I could sense the man’s anxiety rising, it was on his skin the way Mother Cat tensed when she knew humans were approaching the hole.
“Lucas?” A woman’s voice. I associated the voice with the scents of her layered on every object in the room.
A woman walked into the room and stopped. I ran to meet her, wagging, wanting to lick her hands. “What?” Her mouth dropped open and her eyes widened.
“It’s a puppy.”
She knelt and held out her hands and I went for them, rolling on my back and chewing on her fingers. “Well, I can see it is a puppy, Lucas. What is it doing here?”
“It’s a she.”
“That is not an answer to my question.”
“The people came from the animal rescue to get the rest of the cats. Most of them, anyway. There was a litter of new kittens, and this little puppy was under the house with them,” he said.
“And you brought her home because…”
He came over and squatted next to the woman and now I had both people touching me!
“Because look at her. Someone abandoned her and she found her way to the crawl space and probably would have starved under there.”
“But you can’t have a dog, Lucas.”
The man’s fear was gone now, but I felt something else stirring in him, a different emotion. His body was stiffer, his face drawing tight. “I knew you would say that.”
“Of course I would say that. We’re barely hanging on, here, Lucas. You know how expensive a dog is? Vet bills and dog food, it adds up pretty quickly,” she said.
“I’ve got a second interview at the VA, and they said Dr. Gann is bound to approve me—I know everybody there, now. So I’ll have a job. I’ll have the money.”
His hands were stroking me, and I felt myself relaxing, getting sleepy.
“It’s not just the money. We talked about this. I really want you to focus on getting into med school.”
“I am focused!” His voice was sharp and I snapped out of my fatigue. “Do you have a problem with my grades? If that’s the issue, let’s talk about it.”
“Obviously not, Lucas.

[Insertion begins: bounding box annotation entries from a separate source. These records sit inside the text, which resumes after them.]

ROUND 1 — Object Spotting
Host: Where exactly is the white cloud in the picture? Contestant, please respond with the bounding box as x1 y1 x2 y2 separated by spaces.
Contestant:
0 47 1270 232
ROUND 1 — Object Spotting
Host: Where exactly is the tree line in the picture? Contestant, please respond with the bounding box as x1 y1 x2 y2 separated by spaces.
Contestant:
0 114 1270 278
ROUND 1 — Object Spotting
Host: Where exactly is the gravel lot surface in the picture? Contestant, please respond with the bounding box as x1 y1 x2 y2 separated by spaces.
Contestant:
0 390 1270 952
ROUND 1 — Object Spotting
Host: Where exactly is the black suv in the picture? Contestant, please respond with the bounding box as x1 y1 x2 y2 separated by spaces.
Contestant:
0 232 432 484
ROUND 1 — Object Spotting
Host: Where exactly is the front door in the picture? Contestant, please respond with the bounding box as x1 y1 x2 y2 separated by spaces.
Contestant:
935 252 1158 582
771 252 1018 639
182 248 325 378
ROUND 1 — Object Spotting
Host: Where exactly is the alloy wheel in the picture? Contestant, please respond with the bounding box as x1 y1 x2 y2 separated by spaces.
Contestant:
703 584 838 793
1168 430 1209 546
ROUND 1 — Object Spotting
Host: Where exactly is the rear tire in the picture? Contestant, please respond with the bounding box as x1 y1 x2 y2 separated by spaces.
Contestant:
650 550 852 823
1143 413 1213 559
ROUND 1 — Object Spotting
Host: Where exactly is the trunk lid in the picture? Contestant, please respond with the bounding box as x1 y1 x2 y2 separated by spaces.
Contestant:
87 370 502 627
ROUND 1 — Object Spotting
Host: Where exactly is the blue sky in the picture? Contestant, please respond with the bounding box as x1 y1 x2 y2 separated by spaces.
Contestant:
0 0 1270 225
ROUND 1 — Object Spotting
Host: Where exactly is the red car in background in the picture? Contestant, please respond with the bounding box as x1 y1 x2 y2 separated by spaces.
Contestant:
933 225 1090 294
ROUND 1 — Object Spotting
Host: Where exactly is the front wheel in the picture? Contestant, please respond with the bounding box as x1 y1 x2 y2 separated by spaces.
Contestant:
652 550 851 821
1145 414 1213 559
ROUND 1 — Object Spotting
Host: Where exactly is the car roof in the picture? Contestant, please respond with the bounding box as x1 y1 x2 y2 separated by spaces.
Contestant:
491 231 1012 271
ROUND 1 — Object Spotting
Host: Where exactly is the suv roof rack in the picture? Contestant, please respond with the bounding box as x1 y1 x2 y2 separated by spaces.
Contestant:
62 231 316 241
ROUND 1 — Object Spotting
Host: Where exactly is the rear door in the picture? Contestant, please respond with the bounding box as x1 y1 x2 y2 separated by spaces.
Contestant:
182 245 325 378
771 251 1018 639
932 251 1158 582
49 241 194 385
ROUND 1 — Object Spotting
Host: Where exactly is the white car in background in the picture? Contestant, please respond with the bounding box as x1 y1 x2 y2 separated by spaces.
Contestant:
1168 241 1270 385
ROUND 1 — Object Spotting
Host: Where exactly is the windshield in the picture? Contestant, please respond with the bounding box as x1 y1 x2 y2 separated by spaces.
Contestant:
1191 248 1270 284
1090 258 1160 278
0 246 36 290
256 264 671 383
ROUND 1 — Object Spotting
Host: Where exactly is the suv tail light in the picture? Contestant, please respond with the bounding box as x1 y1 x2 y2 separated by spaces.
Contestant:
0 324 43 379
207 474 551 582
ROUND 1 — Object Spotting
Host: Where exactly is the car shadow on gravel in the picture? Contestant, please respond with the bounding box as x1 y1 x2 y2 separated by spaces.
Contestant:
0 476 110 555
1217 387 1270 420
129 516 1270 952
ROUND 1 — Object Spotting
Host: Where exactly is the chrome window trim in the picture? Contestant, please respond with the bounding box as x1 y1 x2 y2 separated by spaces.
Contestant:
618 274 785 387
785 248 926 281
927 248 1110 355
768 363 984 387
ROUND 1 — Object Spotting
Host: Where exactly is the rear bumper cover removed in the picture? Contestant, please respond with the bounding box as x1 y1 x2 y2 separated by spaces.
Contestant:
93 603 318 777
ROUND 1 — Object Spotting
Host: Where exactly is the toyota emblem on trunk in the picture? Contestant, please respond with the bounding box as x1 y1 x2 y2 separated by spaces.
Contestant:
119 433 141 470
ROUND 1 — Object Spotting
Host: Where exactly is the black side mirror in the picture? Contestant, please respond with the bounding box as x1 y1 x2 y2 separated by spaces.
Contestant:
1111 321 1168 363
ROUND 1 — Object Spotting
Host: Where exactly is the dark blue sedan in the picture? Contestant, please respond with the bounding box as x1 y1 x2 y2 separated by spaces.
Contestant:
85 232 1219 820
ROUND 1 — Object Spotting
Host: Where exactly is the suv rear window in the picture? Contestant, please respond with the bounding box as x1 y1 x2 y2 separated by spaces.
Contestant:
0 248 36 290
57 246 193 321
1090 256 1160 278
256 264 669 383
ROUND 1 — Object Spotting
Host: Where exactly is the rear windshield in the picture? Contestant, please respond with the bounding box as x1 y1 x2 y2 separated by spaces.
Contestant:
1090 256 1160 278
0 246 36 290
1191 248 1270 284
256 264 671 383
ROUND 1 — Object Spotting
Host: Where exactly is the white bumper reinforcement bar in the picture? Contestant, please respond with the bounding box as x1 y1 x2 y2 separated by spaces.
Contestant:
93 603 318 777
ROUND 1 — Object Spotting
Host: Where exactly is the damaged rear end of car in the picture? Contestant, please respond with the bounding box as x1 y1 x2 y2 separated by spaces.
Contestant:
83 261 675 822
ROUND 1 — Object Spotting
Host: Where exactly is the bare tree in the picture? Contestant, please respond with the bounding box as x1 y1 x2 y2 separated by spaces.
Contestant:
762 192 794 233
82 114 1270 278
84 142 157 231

Grades, come on. That you can carry the load you’ve got and hold a four-point oh is amazing to me.”
“So is it that you don’t want me to have a dog, or that you don’t want me making such a big decision on my own?”
His tone made me anxious. I nosed him, hoping he would play with me and forget about what was making him upset.
There was a long silence. “Okay. You know what? I keep forgetting you’re nearly twenty-four years old. It’s just too easy to fall back into the mother-son dynamic we’ve always had.”
“Always had.” His voice was flat.
Another silence. “Yes, except for most of your childhood. You’re right,” she said sadly.
“I’m sorry. I don’t know why I brought that up. I didn’t mean anything.”
“No, no, you’re right. And we can talk about it as often as you need to, and I will always agree with you, because I have made so many, many bad decisions in my life, and so many of them concern leaving you. But I’m trying to make up for that now.”
“I know you are, Mom.”
“You’re right about the puppy. My reflex is to act as if you’re still a teenager and not my adult roommate. But let’s think about this, Lucas. Our lease doesn’t even allow pets in the building.”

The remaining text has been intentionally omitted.